The term "district magnitude" was first used by the American political scientist Douglas W. Rae in his 1967 dissertation The Political Consequences of Electoral Laws.

To have a higher district magnitude, either a legislative chamber needs to contain more members or the voters thereof needs to be divided into fewer, larger districts.

The district magnitude affects the ease or difficulty to be elected, as the effective threshold, or de facto threshold, decreases as the district magnitude increases in multi-member districts and plural districts. The number of votes that a candidate requires to be elected is smaller when a district elects more members. However that effect is dampened when the district uses a non-proportional or landslide-prone election system such as general ticket voting and plurality block voting. Where multi-member districts are used, threshold de facto stays high if seats are filled by general ticket or other pro-landslide party block system, although this is rarely used nationwide.

Duverger drew a correlation between proportional representation in multi-member districts and the number of parties (fragmentation). The results produced by different district magnitudes supports Duverger's observation that single-winner contests tend to produce two-party systems, and proportional representation (PR) methods tend to produce multi-party systems. However, some PR systems when used in small-sized multi-member constituencies, of DM of less than 5 for example, sometimes produce a small number of effective parties. Malta diverges from Duverger's rule. It uses DM-5 districts and has a two-party system.

Even first past the post election systems can produce multi-party legislatures. In Canada and several other countries, elections that use first-past-the-post system election system sometimes elect members of five different parties due to local conditions in the multitude of separate micro-battles across a country.

Contests with district magnitude of 1 mostly use plurality voting in single-member districts (first-past-the-post voting) but instant-runoff voting or the two-round system is used in other cases. In both systems each voter has one vote in the round of voting.

District magnitude is larger than 1 where multiple members are elected (plural districts), and such districts have available a wide variety of election methods. Such districts usually use one of these systems: plurality block voting (where voter may cast as many votes as the number of seats to be filled), list proportional representation, single transferable vote elections (where each voter casts just one transferable vote). Limited voting and single non-transferable vote are used less often. In other cases, each seat in the multi-seat district is filled through a separate contest, usually through first-past-the-post. Canada's Prince Edward Island elected all its members using the post/seat system and first past the post for many decades. Another Canadian province, British Columbia, used instant-runoff voting and the seat/post system in multi-member districts in the early 1950s.

In list PR systems, district magnitude may exceed 100, but in many cases the average district magnitude under list PR is only about 14. In elections under single transferable vote systems, district magnitude normally ranges from 2 to 10 members in a district.

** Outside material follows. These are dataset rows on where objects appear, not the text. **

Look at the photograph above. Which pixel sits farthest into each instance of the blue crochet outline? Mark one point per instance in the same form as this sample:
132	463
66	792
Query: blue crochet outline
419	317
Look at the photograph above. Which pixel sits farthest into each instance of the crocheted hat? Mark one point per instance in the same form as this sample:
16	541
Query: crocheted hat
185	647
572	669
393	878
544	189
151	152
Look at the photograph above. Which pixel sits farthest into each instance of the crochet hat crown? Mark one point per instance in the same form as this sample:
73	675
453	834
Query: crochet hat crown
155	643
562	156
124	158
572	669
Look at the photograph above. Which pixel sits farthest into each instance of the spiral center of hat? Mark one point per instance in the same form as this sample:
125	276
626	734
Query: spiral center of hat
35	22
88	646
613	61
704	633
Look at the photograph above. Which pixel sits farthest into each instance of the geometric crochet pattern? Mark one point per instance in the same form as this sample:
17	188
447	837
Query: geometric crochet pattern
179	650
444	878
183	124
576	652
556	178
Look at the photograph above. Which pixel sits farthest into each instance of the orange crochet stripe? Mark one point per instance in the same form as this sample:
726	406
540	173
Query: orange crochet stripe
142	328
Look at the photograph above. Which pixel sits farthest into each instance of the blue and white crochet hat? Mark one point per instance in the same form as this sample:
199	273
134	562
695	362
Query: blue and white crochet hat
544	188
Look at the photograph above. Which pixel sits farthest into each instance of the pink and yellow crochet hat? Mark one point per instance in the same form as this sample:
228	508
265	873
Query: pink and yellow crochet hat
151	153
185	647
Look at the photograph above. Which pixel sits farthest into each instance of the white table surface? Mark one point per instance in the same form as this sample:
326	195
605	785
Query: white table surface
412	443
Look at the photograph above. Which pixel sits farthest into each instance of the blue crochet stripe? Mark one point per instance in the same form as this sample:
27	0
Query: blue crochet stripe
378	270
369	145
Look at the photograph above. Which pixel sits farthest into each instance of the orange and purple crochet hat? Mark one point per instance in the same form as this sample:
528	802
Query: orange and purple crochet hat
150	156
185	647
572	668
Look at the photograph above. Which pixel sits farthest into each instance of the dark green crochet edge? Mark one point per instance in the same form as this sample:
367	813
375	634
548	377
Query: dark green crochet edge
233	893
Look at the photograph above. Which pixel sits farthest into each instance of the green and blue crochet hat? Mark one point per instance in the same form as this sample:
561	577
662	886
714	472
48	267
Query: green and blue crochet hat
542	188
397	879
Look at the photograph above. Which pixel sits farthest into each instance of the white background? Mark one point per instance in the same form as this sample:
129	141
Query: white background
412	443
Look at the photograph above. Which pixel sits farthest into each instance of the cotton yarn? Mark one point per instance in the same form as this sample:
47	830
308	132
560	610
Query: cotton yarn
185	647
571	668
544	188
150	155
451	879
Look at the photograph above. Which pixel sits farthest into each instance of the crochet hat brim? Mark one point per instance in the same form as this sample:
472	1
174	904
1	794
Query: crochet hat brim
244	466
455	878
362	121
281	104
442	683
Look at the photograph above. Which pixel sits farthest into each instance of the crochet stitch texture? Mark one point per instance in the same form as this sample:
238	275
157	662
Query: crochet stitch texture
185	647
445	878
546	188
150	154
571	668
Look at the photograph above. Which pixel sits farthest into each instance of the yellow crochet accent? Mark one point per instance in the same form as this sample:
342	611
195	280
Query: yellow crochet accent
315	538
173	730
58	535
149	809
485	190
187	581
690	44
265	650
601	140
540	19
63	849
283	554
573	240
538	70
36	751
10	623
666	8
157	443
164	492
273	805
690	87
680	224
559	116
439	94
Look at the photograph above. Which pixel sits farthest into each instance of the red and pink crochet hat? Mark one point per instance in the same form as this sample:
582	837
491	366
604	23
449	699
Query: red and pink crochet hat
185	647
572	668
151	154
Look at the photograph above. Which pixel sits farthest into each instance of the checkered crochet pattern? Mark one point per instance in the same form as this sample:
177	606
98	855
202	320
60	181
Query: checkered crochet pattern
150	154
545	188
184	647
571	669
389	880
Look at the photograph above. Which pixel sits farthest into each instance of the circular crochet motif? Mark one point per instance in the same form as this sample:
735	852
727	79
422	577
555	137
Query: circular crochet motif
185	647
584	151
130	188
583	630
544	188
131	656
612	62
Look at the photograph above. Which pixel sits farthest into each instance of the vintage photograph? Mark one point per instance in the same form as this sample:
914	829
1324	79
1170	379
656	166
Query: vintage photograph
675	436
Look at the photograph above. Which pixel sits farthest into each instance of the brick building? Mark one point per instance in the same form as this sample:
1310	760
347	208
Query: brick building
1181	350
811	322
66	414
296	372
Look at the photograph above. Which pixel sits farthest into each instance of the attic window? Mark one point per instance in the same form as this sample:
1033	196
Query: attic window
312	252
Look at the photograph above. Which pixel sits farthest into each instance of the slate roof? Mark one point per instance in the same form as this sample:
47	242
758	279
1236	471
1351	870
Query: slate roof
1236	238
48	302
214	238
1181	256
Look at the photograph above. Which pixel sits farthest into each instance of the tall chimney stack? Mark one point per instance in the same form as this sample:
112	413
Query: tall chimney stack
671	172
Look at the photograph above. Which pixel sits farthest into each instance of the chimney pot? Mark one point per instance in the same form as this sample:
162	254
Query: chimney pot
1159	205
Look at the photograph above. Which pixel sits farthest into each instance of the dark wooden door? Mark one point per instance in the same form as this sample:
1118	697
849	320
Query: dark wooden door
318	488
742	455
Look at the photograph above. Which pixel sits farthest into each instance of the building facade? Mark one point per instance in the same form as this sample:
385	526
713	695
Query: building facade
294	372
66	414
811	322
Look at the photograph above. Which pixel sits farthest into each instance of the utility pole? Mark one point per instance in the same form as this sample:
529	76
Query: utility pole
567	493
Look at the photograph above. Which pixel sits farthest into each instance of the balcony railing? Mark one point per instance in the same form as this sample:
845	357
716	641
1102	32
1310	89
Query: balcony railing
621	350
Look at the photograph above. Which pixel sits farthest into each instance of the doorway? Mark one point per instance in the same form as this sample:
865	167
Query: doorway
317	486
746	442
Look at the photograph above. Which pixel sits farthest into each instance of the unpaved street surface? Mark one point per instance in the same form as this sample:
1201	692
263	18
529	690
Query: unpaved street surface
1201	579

Sometimes STV uses a greater district magnitude than that. Examples are at-large optional preferential elections in New South Wales Legislative Council (district magnitude of 21) and the 2025 Western Australian Legislative Council (district magnitude of 37).

District magnitude is maximized where:
- jurisdictions with a single electoral district for the whole elected body (at-large voting). This includes the legislatures of: the Netherlands (1 district for population 13 million and 150 seats), Serbia (7 million, 250 seats), Israel (10 million, 120 seats), Slovakia (4 million, 150 seats), and Moldova (3 million, 101 seats). In each of these cases, it takes less than a percentage point of the nation's electorate to capture a seat.
- systems use a two-tier form of party-list proportional representation, using both local multi-member constituencies (of various district magnitudes and seat-to-vote ratios), and national levelling seats where parties' nationwide vote tallies have priority (Mixed-Member Proportional). That is the case in Scandinavia: Sweden (population 6.5 million, 349 seats, 29 districts, see national apportionment of MP seats in the Riksdag article), Denmark (4 million, 179 seats, 12 districts), Norway (4 million, 169 seats, 19 districts), and Iceland (0.2 million, 63 seats, six districts).
- systems use a two-tier form of party-list proportional representation, using both local single-member districts, and national levelling seats, when the parties' nationwide vote tallies have priority (Mixed-Member Proportional). New Zealand uses such an MMP system.
- systems use a three-tier form of party-list proportional representation, using both local single-member districts, and state and national levelling seats, to produce proportional representation in each state and nationwide based on party votes cast by voters (Mixed-Member Proportional). From 2017 to 2023, in elections of Germany's Bundestag, additional members were allocated to make up for overhang seat won by parties and parties were allowed to win single-member-district seats even if not proportionally due them. After 2023, a party is allowed to take only as many seats as its proportion of the second vote (party vote) allows. If it elects too many single-member-district seats, they are disallowed, and the seats are allocated to another party.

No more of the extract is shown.